Photoshopped images, only the happy moments that show up on Facebook, and the acquaintances who seem to be hitting every major milestone of the magic three: a master’s degree, marriage, and motherhood, can make me feel like an utter failure at times.
But there’s often so much behind the scenes that gets swept under the rug. Everyone has skeletons in her closet that she hides, no matter how issue-free things appear on the surface. Comparing myself to something that isn’t even real is a recipe for disaster. As Theodor Roosevelt said, “comparison is the thief of joy.”
8) Why don’t I appreciate what I have achieved more?
When I was a kid, I envisioned myself going to the exact university I ended up attending. When I was a teenager, I imagined living in Newport Beach one day and climbing the corporate ladder – something I did exactly six years later. Then, I dreamed of buying a one-way ticket and traveling the world, building a travel blog and having real readership. It has all happened, and yet I still find ways to be dissatisfied with the present moment, always wanting more. More of what, though?
Now I realize, it’s not about, “once I do this, I’ll be happy” (point #4). It’s more about recognizing the triumphs and having pride in my accomplishments while still dreaming and acknowledging that I have and always will have future goals. When I stop and appreciate that I’ve done much of what I’ve set out to do, I feel a lot better about what I haven’t yet achieved.
9) Why am I so afraid of getting older?
Mark Twain said, “Do not complain about getting old, it is a privilege denied to many.”
I can’t help it, I was raised in Southern California and it’s a shallow, Hollywood-impacted culture. We care a lot about our looks and how others perceive us. It has taken a long time for me to finally realize my body is a vessel, and it’s the soul that makes me me. This may seem overly flowery but appreciating my health, amazing life experiences, and most importantly, freedom, are important and only afforded to me because I have survived for as long as I have.
When I think about all of the things I’ve experienced in my life, I realize that each year is the greatest gift I could ever have been blessed with. Not everyone makes it out of infancy, childhood, or their early 20s.
10) Why do I think everything I do matters so darn much?
I stared up at the stars one night on a boat in Komodo and couldn’t believe how small it made me feel. It was like I couldn’t matter less in this universe. I’m just one small hiccup in millions of years in an endless abyss of particles, ideas, and energy. It was incredibly freeing to realize this. It was like any little mistake I make will never matter, and nobody really cares anyways.

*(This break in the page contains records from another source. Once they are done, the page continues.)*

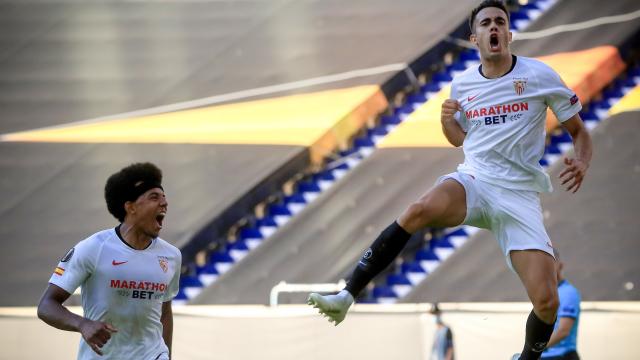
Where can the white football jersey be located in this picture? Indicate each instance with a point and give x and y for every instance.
(124, 287)
(504, 119)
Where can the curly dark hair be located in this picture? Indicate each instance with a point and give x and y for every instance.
(485, 4)
(128, 184)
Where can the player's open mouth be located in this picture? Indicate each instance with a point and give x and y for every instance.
(160, 218)
(494, 42)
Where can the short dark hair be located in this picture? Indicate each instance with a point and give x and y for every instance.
(128, 184)
(485, 4)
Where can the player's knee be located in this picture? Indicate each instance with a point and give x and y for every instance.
(417, 215)
(547, 304)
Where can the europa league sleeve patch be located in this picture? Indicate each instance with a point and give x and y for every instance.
(68, 256)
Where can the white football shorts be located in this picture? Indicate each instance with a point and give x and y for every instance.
(513, 216)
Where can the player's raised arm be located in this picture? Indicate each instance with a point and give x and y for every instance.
(450, 127)
(576, 168)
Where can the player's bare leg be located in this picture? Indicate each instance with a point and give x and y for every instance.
(442, 206)
(537, 272)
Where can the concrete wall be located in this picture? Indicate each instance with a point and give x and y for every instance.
(481, 331)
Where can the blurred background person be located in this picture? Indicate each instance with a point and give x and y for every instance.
(442, 348)
(562, 345)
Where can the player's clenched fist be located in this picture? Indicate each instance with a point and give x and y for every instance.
(449, 108)
(96, 334)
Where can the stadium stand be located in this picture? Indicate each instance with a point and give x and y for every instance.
(200, 141)
(600, 65)
(69, 64)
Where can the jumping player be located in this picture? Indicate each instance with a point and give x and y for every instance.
(128, 276)
(497, 113)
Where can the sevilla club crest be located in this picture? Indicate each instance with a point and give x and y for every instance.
(164, 263)
(519, 84)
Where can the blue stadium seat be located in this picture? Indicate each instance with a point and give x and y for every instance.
(426, 254)
(277, 209)
(397, 279)
(308, 186)
(208, 269)
(441, 76)
(383, 292)
(363, 142)
(390, 120)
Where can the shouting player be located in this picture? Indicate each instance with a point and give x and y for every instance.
(128, 275)
(497, 113)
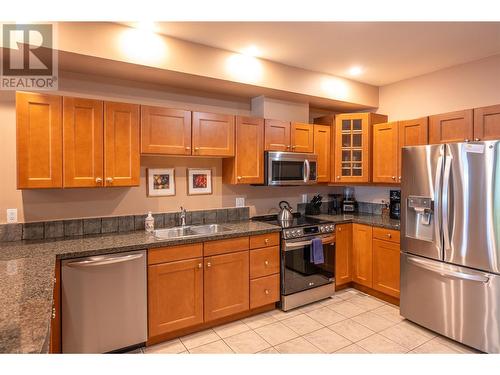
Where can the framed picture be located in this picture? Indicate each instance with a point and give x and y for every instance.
(199, 181)
(161, 182)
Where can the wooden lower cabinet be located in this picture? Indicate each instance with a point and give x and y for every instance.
(343, 254)
(175, 295)
(386, 267)
(226, 281)
(362, 254)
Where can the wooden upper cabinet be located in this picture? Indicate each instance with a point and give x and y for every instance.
(213, 134)
(39, 140)
(487, 123)
(227, 285)
(322, 144)
(386, 257)
(83, 142)
(247, 167)
(362, 254)
(175, 295)
(165, 131)
(343, 254)
(121, 144)
(451, 127)
(412, 133)
(302, 137)
(385, 152)
(277, 135)
(353, 135)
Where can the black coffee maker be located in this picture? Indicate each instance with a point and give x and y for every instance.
(395, 204)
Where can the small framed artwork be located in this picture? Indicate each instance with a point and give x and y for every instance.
(161, 182)
(199, 181)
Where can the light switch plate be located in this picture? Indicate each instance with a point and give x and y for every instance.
(240, 202)
(11, 215)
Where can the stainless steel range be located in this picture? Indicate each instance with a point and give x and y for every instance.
(304, 280)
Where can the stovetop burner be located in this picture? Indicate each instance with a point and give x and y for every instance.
(298, 221)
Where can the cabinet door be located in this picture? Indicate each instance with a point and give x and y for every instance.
(175, 295)
(352, 148)
(165, 131)
(451, 127)
(322, 143)
(39, 140)
(226, 285)
(83, 159)
(248, 165)
(362, 254)
(343, 254)
(386, 267)
(302, 137)
(412, 133)
(487, 123)
(121, 144)
(277, 135)
(213, 134)
(385, 152)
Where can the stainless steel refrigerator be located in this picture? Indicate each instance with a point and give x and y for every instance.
(450, 247)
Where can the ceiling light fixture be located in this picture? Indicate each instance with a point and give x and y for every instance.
(355, 70)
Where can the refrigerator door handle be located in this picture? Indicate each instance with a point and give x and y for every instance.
(446, 201)
(448, 272)
(437, 199)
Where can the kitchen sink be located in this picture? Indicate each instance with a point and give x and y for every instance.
(190, 231)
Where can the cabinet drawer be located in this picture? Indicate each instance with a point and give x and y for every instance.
(264, 240)
(264, 262)
(264, 290)
(386, 234)
(174, 253)
(230, 245)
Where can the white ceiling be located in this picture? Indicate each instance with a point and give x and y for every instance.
(387, 51)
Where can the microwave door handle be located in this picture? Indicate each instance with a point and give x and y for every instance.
(307, 170)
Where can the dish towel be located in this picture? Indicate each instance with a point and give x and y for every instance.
(317, 251)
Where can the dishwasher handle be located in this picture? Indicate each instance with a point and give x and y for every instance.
(104, 261)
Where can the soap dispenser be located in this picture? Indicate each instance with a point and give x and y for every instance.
(149, 223)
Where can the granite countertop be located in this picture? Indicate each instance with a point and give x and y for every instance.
(27, 277)
(369, 219)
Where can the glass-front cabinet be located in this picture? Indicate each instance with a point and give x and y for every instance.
(353, 134)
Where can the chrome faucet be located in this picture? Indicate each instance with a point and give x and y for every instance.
(183, 216)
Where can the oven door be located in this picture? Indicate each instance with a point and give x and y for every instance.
(298, 273)
(289, 168)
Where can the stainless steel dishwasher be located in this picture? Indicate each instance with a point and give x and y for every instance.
(104, 302)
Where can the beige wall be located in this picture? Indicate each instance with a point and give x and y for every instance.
(51, 204)
(474, 84)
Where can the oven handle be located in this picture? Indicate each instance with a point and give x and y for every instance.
(298, 245)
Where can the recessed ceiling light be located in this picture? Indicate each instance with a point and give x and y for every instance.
(355, 70)
(251, 50)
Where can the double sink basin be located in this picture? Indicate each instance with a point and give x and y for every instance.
(190, 231)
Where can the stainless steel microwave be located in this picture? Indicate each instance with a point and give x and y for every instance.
(290, 168)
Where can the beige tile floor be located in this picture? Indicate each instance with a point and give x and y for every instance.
(350, 322)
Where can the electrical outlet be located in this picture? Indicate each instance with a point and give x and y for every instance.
(240, 202)
(11, 215)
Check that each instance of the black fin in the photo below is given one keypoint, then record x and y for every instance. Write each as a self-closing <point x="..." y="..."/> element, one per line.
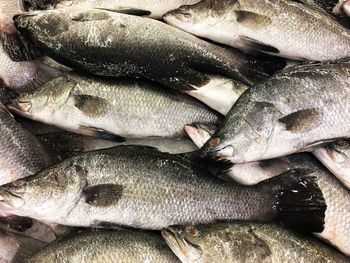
<point x="18" y="223"/>
<point x="302" y="120"/>
<point x="101" y="133"/>
<point x="252" y="44"/>
<point x="129" y="11"/>
<point x="299" y="201"/>
<point x="103" y="195"/>
<point x="91" y="106"/>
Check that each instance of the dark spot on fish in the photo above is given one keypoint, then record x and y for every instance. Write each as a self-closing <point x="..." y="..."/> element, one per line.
<point x="103" y="195"/>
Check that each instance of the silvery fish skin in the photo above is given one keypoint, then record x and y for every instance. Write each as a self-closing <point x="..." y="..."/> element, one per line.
<point x="154" y="9"/>
<point x="297" y="108"/>
<point x="140" y="187"/>
<point x="246" y="242"/>
<point x="280" y="27"/>
<point x="67" y="144"/>
<point x="336" y="157"/>
<point x="124" y="246"/>
<point x="14" y="248"/>
<point x="112" y="108"/>
<point x="114" y="44"/>
<point x="21" y="153"/>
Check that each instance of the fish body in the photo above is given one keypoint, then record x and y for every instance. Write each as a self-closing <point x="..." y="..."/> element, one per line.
<point x="21" y="153"/>
<point x="112" y="108"/>
<point x="140" y="187"/>
<point x="124" y="246"/>
<point x="280" y="27"/>
<point x="246" y="242"/>
<point x="114" y="44"/>
<point x="297" y="108"/>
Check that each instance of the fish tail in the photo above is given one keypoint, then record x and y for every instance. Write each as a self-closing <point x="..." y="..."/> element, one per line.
<point x="299" y="201"/>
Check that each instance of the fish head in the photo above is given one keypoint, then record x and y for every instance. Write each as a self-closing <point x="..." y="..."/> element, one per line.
<point x="245" y="134"/>
<point x="47" y="195"/>
<point x="208" y="17"/>
<point x="43" y="103"/>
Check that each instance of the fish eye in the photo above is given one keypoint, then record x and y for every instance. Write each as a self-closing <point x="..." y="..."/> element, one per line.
<point x="192" y="231"/>
<point x="214" y="141"/>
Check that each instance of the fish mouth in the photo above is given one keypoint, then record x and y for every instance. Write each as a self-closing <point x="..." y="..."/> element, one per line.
<point x="182" y="248"/>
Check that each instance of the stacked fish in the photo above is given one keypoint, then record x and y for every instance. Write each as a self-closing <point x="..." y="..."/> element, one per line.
<point x="104" y="104"/>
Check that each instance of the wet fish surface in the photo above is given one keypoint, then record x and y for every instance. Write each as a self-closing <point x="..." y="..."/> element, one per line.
<point x="246" y="242"/>
<point x="112" y="109"/>
<point x="21" y="153"/>
<point x="297" y="108"/>
<point x="124" y="246"/>
<point x="280" y="27"/>
<point x="140" y="187"/>
<point x="114" y="44"/>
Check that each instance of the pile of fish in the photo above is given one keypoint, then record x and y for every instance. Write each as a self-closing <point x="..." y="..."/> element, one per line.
<point x="192" y="131"/>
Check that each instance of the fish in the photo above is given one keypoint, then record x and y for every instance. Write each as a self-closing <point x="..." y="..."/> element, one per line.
<point x="67" y="144"/>
<point x="21" y="153"/>
<point x="107" y="246"/>
<point x="14" y="248"/>
<point x="24" y="75"/>
<point x="297" y="108"/>
<point x="154" y="9"/>
<point x="335" y="156"/>
<point x="112" y="109"/>
<point x="127" y="45"/>
<point x="141" y="187"/>
<point x="238" y="242"/>
<point x="284" y="28"/>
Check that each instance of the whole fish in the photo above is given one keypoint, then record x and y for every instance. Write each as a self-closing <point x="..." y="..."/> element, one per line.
<point x="124" y="246"/>
<point x="140" y="187"/>
<point x="298" y="108"/>
<point x="14" y="248"/>
<point x="114" y="44"/>
<point x="154" y="9"/>
<point x="112" y="109"/>
<point x="21" y="154"/>
<point x="67" y="144"/>
<point x="283" y="28"/>
<point x="336" y="157"/>
<point x="246" y="242"/>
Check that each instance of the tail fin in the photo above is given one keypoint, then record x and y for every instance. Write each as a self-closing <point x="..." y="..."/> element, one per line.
<point x="299" y="201"/>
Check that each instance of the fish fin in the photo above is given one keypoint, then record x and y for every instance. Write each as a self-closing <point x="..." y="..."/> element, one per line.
<point x="18" y="223"/>
<point x="299" y="200"/>
<point x="103" y="195"/>
<point x="128" y="11"/>
<point x="302" y="120"/>
<point x="91" y="106"/>
<point x="251" y="19"/>
<point x="101" y="133"/>
<point x="252" y="44"/>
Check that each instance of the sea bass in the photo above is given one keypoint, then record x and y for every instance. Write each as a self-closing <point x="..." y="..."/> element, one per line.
<point x="124" y="246"/>
<point x="112" y="109"/>
<point x="21" y="154"/>
<point x="246" y="242"/>
<point x="140" y="187"/>
<point x="114" y="44"/>
<point x="298" y="108"/>
<point x="283" y="28"/>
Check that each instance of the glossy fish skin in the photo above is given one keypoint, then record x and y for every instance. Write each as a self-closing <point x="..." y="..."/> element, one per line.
<point x="98" y="107"/>
<point x="140" y="187"/>
<point x="246" y="242"/>
<point x="336" y="157"/>
<point x="297" y="108"/>
<point x="124" y="246"/>
<point x="280" y="27"/>
<point x="114" y="44"/>
<point x="14" y="248"/>
<point x="21" y="153"/>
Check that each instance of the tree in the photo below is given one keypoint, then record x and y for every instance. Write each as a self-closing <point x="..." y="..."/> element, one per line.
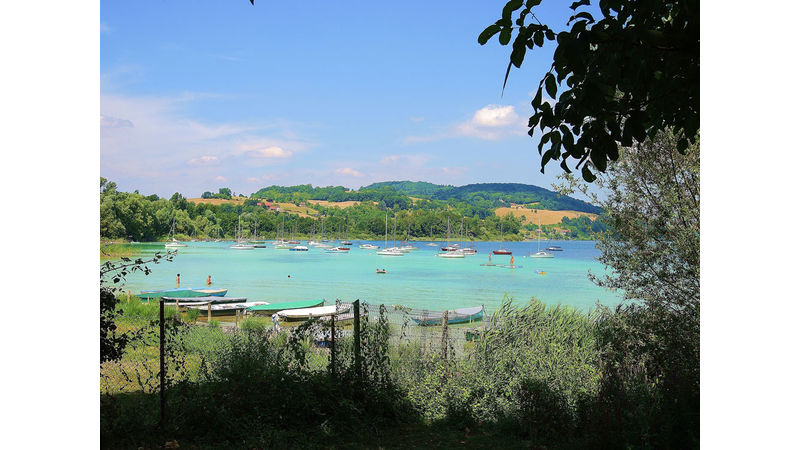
<point x="112" y="343"/>
<point x="653" y="209"/>
<point x="627" y="76"/>
<point x="651" y="347"/>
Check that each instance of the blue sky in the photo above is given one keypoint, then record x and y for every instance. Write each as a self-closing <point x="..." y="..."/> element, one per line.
<point x="197" y="95"/>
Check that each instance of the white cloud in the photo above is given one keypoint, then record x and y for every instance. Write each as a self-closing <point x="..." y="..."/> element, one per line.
<point x="271" y="152"/>
<point x="495" y="116"/>
<point x="168" y="150"/>
<point x="113" y="122"/>
<point x="489" y="123"/>
<point x="415" y="160"/>
<point x="349" y="171"/>
<point x="205" y="159"/>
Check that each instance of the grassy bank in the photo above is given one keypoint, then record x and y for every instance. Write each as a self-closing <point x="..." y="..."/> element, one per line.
<point x="538" y="376"/>
<point x="111" y="251"/>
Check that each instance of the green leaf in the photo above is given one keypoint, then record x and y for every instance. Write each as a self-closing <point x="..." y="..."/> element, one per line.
<point x="587" y="174"/>
<point x="550" y="85"/>
<point x="579" y="3"/>
<point x="505" y="35"/>
<point x="510" y="7"/>
<point x="487" y="34"/>
<point x="538" y="38"/>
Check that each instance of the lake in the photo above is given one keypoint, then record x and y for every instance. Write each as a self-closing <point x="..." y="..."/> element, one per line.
<point x="418" y="280"/>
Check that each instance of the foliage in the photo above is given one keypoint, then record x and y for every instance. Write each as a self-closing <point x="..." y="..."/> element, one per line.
<point x="112" y="343"/>
<point x="630" y="73"/>
<point x="142" y="218"/>
<point x="653" y="204"/>
<point x="253" y="324"/>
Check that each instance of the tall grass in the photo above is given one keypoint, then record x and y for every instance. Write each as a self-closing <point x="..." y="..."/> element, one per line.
<point x="548" y="375"/>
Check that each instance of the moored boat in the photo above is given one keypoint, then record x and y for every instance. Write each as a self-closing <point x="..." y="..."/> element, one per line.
<point x="293" y="315"/>
<point x="273" y="308"/>
<point x="460" y="315"/>
<point x="182" y="293"/>
<point x="183" y="301"/>
<point x="225" y="309"/>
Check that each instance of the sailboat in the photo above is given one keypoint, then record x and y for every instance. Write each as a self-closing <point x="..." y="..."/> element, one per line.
<point x="432" y="244"/>
<point x="174" y="243"/>
<point x="450" y="251"/>
<point x="471" y="250"/>
<point x="539" y="253"/>
<point x="240" y="243"/>
<point x="281" y="243"/>
<point x="388" y="251"/>
<point x="501" y="250"/>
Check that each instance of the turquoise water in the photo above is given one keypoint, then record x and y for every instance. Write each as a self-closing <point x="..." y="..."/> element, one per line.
<point x="418" y="280"/>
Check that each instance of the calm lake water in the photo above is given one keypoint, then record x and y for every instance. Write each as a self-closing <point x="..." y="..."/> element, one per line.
<point x="419" y="279"/>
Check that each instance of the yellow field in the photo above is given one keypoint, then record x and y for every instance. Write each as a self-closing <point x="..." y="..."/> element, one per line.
<point x="327" y="204"/>
<point x="546" y="216"/>
<point x="218" y="201"/>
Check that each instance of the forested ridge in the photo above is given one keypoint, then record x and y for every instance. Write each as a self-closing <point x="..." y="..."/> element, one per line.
<point x="125" y="215"/>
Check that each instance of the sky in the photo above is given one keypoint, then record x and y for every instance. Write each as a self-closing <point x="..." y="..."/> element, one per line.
<point x="197" y="94"/>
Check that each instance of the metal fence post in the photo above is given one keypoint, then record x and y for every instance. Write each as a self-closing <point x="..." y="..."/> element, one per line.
<point x="333" y="341"/>
<point x="444" y="336"/>
<point x="357" y="335"/>
<point x="162" y="371"/>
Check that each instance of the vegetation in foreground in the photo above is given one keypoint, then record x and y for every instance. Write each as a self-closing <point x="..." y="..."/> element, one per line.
<point x="547" y="376"/>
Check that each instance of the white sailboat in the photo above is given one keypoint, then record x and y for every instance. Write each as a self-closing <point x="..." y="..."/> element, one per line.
<point x="386" y="250"/>
<point x="539" y="253"/>
<point x="174" y="243"/>
<point x="240" y="243"/>
<point x="451" y="251"/>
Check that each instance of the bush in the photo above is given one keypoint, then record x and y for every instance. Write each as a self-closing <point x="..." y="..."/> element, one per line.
<point x="253" y="325"/>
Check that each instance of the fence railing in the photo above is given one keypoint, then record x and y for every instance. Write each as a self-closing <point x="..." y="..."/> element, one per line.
<point x="168" y="350"/>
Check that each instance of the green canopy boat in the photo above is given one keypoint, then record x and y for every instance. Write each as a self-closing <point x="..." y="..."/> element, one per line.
<point x="272" y="308"/>
<point x="183" y="293"/>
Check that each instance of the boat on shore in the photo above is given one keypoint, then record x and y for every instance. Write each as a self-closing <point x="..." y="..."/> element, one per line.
<point x="460" y="315"/>
<point x="184" y="301"/>
<point x="225" y="309"/>
<point x="319" y="312"/>
<point x="273" y="308"/>
<point x="182" y="293"/>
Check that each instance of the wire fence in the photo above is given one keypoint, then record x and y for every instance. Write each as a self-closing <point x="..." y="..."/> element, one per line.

Once I realized how little time anyone else devoted to thinking about me as compared to the amount of time I thought people spent judging me, I realized I was free. I can do anything I want, because every little thing I do, as long as it doesn’t hurt someone else, has almost no impact in the long-term. A few centuries from now, it’ll be as if I didn’t even exist.
This isn’t depressing. Quite the opposite – it’s liberating! The small stuff is not a big deal, and little mistakes are meant to be made.
In closing, there are a lot of things I learned from two years of traveling, becoming my own boss, and spending most of the year in places completely foreign to me. Chief among them is to never stop asking questions, wondering, and of course, wandering.